Подожди; сейчас я объясню, зачем я пережевывал эту скучную материю. Я часто думал над загадкой: почему поэзия у нас, хотя и медленно, но все-таки эволюционирует, тогда как художественная проза застыла памятником нашей косности?
Мне кажется, что причину этого следует искать в непонимании задач прозаика. Уже довольно давно наши поэты, лидируя за собой массовое признание, дошли до мысли о свободе поэзии. Редкия вспышки реализма так мизерны, что об них говорить не стоит. Поэзия освободилась от роли прислуги, и ей к лицу гордый лозунг: искусство для искусства. Но почему никто не обратит внимания на прозу? Прозы у нас нет. Проза служила и служит то логике, то быту, то психологическим экспериментам. Прозы для прозы мы не знаем. Правда, были попытки обновить прозу; укажу хотя бы на прозаическия симфонии А. Белаго. Он стоял почти на правильном пути, но увлечение звуковой и смысловой инструментовкой отклонило его от главнаго.[4]) Б. Лифшиц предлагал сломать грамматику; но это нелепо и безцельно. В чем же метод обновления? Я знаю, что наши писатели и филологи полагают обязательным пользование в художественной прозе смысловым элементом слова. Но это утверждение не столько истина, сколько привычка. Ведь, «слово-содержание», как материал, не отграничит художественной прозы от прозы вообще, и мы принуждены будем отказаться от мысли определить: как пользуется писатель словом в художественной прозе?

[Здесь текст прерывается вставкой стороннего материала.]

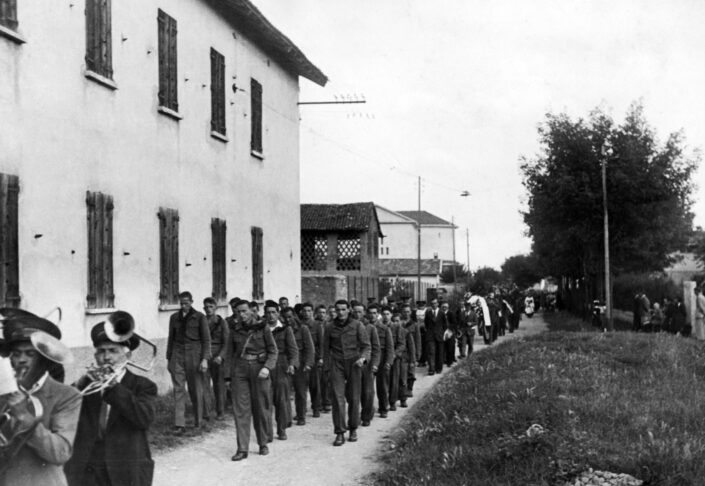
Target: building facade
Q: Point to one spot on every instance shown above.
(146, 148)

Вот тут-то, дорогой Михаил, и вспомни, что я скучно говорил тебе сначала! Писатель должен пользоваться «словом-образом» при художественной прозе. Он должен отрешиться от «слова-содержания». Предоставим это кропотливым ученым и философам; нам в слове нужно его девственное состояние: его образ. Если мы примем этот метод, то увидим, что проза будет сочетанием слов-образов, подобно тому, как поэзия есть сочетание «слов-запахов». В прозе мы будем оперировать с физиономией слова, тогда как в поэзии мы имеем дело с физиономией физиономии того же слова. Я не буду оспаривать твоего восклицательнаго (а может быть, и вопросительнаго) знака: как можем мы отрешиться от содержания слова, если весь процесс нашего разговора есть сочетание «слов-содержаний». Это трудно, но это не немыслимо; могли же мы работать в поэзии исключительно над «словом-запахом». Немного усилий – и мы справимся с новой трудностью и, как мне кажется, получим чистую художественную прозу. Я думаю, ты задашь вопрос: почему я все это не написал именно по новому методу? Но, ведь, это разсуждения, скучный разбор, а не произведение искусства. Для того, чтобы ты мог еще яснее понять меня, я вкладываю в письмо образцы новой прозы[5]). Не укоряй меня за краткость, которая повлекла некоторую неясность. Ты поймешь меня с полуслова, даже с четвертислова, а я, право, не в состоянии писать длинныя письма, на которыя надо наклеивать три марки.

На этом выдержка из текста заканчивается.